One of my favourite old school games from the Commadore 64 era has found a new home in my pocket, courtesy of Tatio’s latest remake - Arkanoid for the iPhone and iPod Touch, available now from the US iTunes App Store for $4.99 and for £2.99 in the UK.
For those that haven’t played it before, the game is basically a fancy version of Breakout - you move your ‘Vaus’ ship left to right to bounce a ball up to the lines of bricks and knock them out one by one. There is a pretty lame backstory to explain what’s going on - the Arkanoid mothership is attacked and sends out the ‘Vaus’ on a recon mission to see what’s what, but it gets sucked into an inter-dimensional blah blah blah - but that’s really just uneccessary fluff and can be skipped over quite quickly.
The game takes the basic idea of Breakout and expands it by adding various power-ups ranging from enlongating and reducing your paddle width to multi-ball and a laser to blast away the bricks quicker. The level designs add some visual appeal and differing degrees of difficulty to the gameplay, and there are additional little ‘enemy’ ships that get in the way and add a bit of randomness to the path the ball can take.
I remember to original being one of the first games to take advantage of a new (at the time) way of controlling the onscreen action - the mouse. This made it much more responsive than the traditional joystick set up and allowed you to move the ‘vaus’ from one side of the screen to the other at great speed, much more like the paddle of the arcade version. This was especially useful if you happened to catch the ‘gate’ power-up, which jumped you to the next level, as you could just slide the mouse quickly to the right and not have to worry about the ball coming down before you got there.
It seems appropriate then that this new version is again making use of a relatively new input device - the iPhone’s touchscreen. To play, you simply hold your finger on the marker just below your craft and the little ship will follow your movements across the screen. Occasionly, I kept finding that my finger had strayed upwards and obscured the Vaus.This was a bit annoying, but I can’t have been the only one to do it as the controls still worked, and had obviously been designed to.
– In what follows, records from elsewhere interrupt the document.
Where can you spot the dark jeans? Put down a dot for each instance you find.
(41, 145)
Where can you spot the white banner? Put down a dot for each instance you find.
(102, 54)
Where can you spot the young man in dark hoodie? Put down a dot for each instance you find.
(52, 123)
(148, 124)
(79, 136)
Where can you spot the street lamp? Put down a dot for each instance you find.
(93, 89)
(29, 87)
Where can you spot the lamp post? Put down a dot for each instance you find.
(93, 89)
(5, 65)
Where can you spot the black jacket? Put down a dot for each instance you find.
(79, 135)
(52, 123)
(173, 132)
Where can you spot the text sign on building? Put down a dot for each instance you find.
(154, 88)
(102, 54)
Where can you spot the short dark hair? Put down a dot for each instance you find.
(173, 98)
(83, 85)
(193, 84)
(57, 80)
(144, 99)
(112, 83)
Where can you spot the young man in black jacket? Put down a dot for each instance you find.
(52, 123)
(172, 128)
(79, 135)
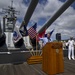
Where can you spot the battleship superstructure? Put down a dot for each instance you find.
(21, 56)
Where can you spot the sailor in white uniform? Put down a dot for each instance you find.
(70, 45)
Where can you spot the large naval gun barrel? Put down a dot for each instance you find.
(29, 12)
(2, 36)
(56, 15)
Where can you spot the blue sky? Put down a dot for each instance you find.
(43, 12)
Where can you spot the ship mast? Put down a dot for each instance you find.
(10, 18)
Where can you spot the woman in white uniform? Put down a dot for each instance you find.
(70, 45)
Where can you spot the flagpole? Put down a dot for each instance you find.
(36, 44)
(32, 48)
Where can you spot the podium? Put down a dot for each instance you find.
(53, 62)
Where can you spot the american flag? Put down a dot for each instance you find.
(16, 35)
(32, 31)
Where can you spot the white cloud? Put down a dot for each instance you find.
(64, 24)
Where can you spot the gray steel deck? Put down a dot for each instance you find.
(36, 69)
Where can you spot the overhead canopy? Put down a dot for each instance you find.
(29, 12)
(56, 15)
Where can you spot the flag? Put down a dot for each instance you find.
(42, 34)
(24, 31)
(50, 33)
(32, 31)
(16, 35)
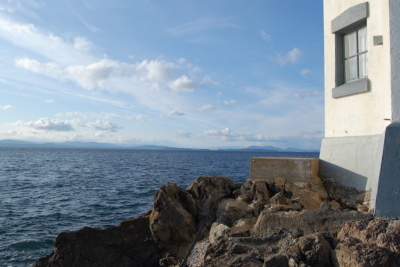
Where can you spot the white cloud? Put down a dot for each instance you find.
(48, 125)
(182, 84)
(174, 114)
(305, 72)
(265, 35)
(6, 107)
(142, 117)
(207, 108)
(292, 56)
(93, 75)
(230, 102)
(81, 43)
(208, 82)
(157, 70)
(104, 126)
(41, 42)
(184, 134)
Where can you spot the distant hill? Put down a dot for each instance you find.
(18, 143)
(268, 149)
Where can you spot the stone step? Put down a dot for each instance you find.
(291, 169)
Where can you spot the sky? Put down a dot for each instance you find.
(182, 73)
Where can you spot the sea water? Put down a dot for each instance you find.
(44, 191)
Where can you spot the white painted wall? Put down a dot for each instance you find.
(366, 113)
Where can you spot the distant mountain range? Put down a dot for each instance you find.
(17, 143)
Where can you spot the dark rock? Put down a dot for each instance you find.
(172, 221)
(206, 191)
(128, 244)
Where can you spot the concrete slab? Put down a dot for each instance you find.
(292, 169)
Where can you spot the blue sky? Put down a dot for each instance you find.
(185, 73)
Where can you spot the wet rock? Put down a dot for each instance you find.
(356, 254)
(128, 244)
(172, 221)
(206, 191)
(311, 250)
(217, 231)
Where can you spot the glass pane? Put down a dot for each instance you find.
(363, 65)
(350, 44)
(350, 68)
(362, 40)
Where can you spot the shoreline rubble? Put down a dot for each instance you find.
(254, 223)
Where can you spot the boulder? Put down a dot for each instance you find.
(311, 250)
(206, 191)
(254, 190)
(353, 254)
(172, 221)
(310, 195)
(128, 244)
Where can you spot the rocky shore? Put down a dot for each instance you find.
(216, 222)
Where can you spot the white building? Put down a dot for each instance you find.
(361, 147)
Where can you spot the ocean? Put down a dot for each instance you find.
(44, 191)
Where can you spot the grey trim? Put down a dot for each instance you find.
(388, 188)
(351, 160)
(352, 17)
(378, 40)
(351, 88)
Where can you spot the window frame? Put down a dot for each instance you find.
(357, 55)
(349, 21)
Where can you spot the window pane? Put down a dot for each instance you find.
(350, 67)
(362, 40)
(363, 65)
(350, 44)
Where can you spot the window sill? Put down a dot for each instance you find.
(351, 88)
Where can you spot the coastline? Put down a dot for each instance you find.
(261, 223)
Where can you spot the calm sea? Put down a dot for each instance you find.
(44, 191)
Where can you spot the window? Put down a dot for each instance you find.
(355, 55)
(351, 54)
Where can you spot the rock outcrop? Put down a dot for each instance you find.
(256, 223)
(128, 244)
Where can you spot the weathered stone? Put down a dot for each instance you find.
(217, 231)
(128, 244)
(275, 261)
(382, 233)
(172, 221)
(307, 221)
(206, 191)
(279, 198)
(311, 250)
(304, 194)
(350, 254)
(278, 207)
(335, 205)
(233, 211)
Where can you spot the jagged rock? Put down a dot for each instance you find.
(128, 244)
(353, 254)
(254, 190)
(309, 195)
(278, 207)
(206, 191)
(382, 233)
(348, 197)
(311, 250)
(217, 230)
(307, 221)
(279, 198)
(172, 221)
(335, 205)
(232, 210)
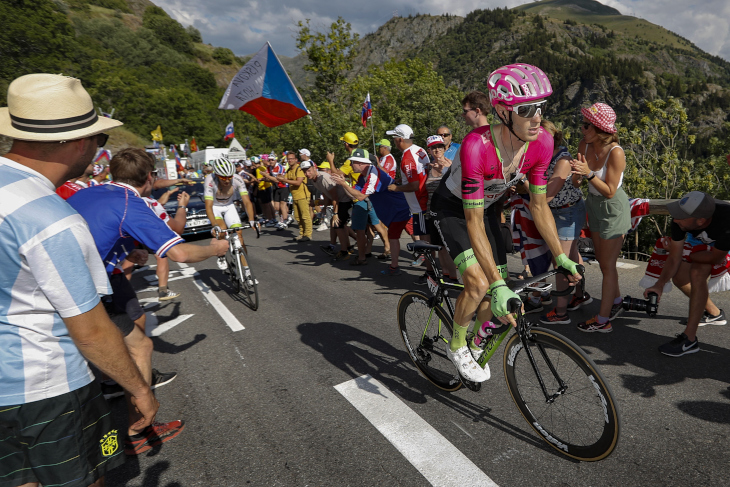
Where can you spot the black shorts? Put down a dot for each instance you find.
(450, 228)
(281, 194)
(265, 195)
(65, 440)
(343, 213)
(125, 308)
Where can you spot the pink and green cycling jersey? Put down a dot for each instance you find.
(476, 177)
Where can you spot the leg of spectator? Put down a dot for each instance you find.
(698, 275)
(140, 349)
(607, 252)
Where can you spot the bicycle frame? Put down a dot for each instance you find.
(440, 289)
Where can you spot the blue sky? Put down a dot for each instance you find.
(245, 25)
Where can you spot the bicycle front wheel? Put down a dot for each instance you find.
(579, 418)
(249, 288)
(426, 332)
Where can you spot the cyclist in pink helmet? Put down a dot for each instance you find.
(491, 159)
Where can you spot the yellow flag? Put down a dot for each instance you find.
(157, 134)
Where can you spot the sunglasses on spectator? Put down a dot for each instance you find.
(529, 110)
(101, 139)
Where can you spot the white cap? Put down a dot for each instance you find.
(403, 131)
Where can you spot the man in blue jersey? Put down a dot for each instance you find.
(117, 217)
(55, 427)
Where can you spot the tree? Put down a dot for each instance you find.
(329, 54)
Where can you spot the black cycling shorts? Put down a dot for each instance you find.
(449, 227)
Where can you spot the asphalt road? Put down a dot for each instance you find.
(262, 405)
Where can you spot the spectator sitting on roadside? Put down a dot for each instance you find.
(698, 216)
(57, 427)
(117, 216)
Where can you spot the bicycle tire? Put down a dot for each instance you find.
(426, 332)
(583, 422)
(249, 293)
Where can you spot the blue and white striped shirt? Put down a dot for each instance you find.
(50, 270)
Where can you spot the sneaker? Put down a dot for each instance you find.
(167, 295)
(328, 249)
(422, 279)
(466, 365)
(680, 346)
(342, 255)
(391, 272)
(616, 310)
(152, 436)
(592, 325)
(111, 390)
(708, 319)
(159, 379)
(552, 318)
(577, 302)
(531, 307)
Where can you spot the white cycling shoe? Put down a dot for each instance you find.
(466, 365)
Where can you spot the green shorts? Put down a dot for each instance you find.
(65, 440)
(609, 217)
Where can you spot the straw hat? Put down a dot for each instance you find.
(50, 108)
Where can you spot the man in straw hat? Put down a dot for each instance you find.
(51, 318)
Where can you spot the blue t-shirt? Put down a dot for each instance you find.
(451, 151)
(390, 206)
(117, 216)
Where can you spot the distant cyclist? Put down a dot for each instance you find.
(221, 190)
(490, 160)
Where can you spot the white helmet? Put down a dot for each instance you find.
(224, 167)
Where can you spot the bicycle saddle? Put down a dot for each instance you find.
(419, 246)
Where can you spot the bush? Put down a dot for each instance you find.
(223, 55)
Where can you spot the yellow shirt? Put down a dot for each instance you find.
(263, 184)
(347, 170)
(301, 192)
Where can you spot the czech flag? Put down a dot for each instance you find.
(229, 132)
(178, 162)
(263, 89)
(367, 111)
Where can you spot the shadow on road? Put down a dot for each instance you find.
(358, 353)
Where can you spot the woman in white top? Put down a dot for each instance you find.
(601, 162)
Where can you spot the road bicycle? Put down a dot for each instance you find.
(239, 270)
(558, 389)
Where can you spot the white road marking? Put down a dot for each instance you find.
(157, 329)
(439, 461)
(208, 294)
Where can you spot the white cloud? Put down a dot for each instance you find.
(245, 25)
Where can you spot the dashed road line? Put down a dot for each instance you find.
(437, 459)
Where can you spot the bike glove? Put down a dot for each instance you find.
(501, 295)
(563, 261)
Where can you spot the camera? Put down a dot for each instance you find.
(650, 305)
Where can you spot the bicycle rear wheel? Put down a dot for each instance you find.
(581, 420)
(426, 332)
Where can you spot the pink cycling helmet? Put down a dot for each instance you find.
(518, 83)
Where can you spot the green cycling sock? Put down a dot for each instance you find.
(458, 339)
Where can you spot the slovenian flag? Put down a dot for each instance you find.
(367, 111)
(178, 162)
(263, 89)
(229, 132)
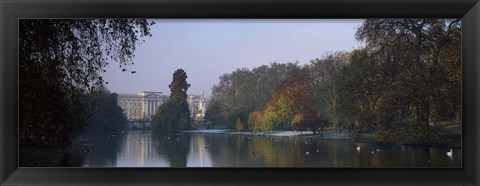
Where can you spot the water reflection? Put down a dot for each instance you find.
(143, 149)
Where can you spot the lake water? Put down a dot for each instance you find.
(144, 149)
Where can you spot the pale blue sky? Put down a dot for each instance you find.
(206, 49)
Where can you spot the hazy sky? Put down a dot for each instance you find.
(206, 49)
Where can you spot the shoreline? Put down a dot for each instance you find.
(365, 138)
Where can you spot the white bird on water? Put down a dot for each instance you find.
(450, 153)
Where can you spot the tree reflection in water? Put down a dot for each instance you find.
(144, 149)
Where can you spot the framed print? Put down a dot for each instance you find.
(248, 92)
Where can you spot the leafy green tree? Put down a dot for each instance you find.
(172, 116)
(59, 61)
(179, 85)
(238, 125)
(105, 116)
(255, 121)
(325, 74)
(214, 114)
(234, 114)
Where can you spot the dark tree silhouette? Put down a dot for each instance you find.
(179, 85)
(60, 60)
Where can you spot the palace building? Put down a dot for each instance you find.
(142, 106)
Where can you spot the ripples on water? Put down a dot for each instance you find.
(143, 149)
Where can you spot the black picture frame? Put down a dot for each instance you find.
(11, 11)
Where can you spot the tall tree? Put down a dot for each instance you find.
(60, 60)
(179, 85)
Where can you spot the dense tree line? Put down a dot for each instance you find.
(402, 85)
(103, 115)
(60, 63)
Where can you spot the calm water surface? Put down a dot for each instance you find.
(143, 149)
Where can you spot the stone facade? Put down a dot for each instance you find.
(140, 106)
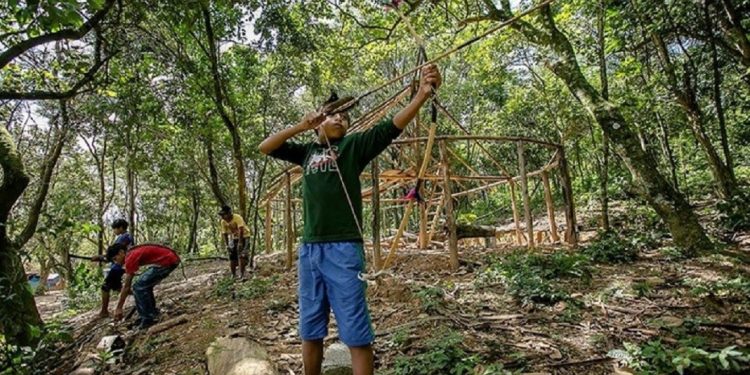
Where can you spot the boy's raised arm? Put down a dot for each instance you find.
(429, 80)
(275, 140)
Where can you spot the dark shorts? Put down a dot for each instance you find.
(113, 281)
(235, 253)
(330, 278)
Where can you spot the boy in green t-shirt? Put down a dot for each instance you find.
(331, 257)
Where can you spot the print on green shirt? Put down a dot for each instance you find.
(327, 215)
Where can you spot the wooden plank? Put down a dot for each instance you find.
(550, 207)
(450, 216)
(525, 195)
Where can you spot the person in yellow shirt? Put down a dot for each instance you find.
(236, 238)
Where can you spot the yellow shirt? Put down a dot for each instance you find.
(233, 227)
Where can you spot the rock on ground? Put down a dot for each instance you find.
(238, 356)
(337, 360)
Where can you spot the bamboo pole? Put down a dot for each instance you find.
(288, 223)
(450, 216)
(550, 145)
(376, 215)
(269, 228)
(514, 205)
(425, 161)
(550, 208)
(525, 195)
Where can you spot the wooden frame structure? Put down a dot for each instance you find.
(443, 176)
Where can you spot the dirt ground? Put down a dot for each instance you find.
(558, 339)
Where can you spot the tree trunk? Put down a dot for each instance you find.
(18, 312)
(193, 237)
(255, 208)
(221, 100)
(667, 149)
(717, 78)
(130, 176)
(686, 96)
(667, 202)
(48, 169)
(214, 175)
(450, 214)
(288, 222)
(604, 167)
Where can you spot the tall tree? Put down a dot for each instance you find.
(652, 186)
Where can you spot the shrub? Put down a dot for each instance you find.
(611, 248)
(443, 355)
(654, 358)
(531, 278)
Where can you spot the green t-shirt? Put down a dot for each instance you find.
(327, 215)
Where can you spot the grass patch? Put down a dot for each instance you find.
(228, 287)
(654, 357)
(533, 278)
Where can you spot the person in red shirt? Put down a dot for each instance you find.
(163, 261)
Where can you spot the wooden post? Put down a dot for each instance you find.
(514, 205)
(571, 232)
(450, 218)
(269, 228)
(376, 215)
(422, 225)
(405, 220)
(288, 222)
(550, 207)
(525, 195)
A lot of the level designs seem to be exact copies of the originals. I remember so many of them so well (including the Space Invader one) but others may well be new. One of my all time favourites is still there. It’s bottom row is made from the ‘metallic’ blocks (which take a couple of hits to remove), all except the the last one, which also doesn’t have any blocks in the rows above it. A carefully aimed first shot can take it out. Get the ball back up there and it’ll start bouncing around taking out block after block. Luck out and catch a ‘disperse’ power up (the multi-ball) and you can rest, safe in the knowledge that the level will pretty much finish itself.
One thing that has been improved is the progression through the levels. Rather than simply going from a to b to c as in the original, the new version has adopted an inverted pyramid, branching structure, which will greatly improve the replay factor as you can take a different route and find other levels you might not have played before.
And one thing that has definitely gone in the other direction is the background music. Actually, I can’t say that for sure as I can’t remember what the music used to be, but I’m sure it wasn’t the lame euro-techno-disco-trance it is now. You can get around this by choosing your own tracks from the options screen, but this seems a little limiting. It would much better to just let the iPod play in the background. The FX are perfectly fine, adding a nice plinky-plonk to the music and the power-ups now announce themselves with a nice 80s Cylon effect.
A nice addition to this version is a versus mode which is pretty much Breakout x Pong. Two players, each with their own Vaus go head to head on the same screen with a few troublesome blocks getting in the way of pure Pong action.
Overall, it’s a great bit of retro gaming fun from the days when simple gameplay was more important than fancy 3D graphics and is well worth the $4.99/£2.99.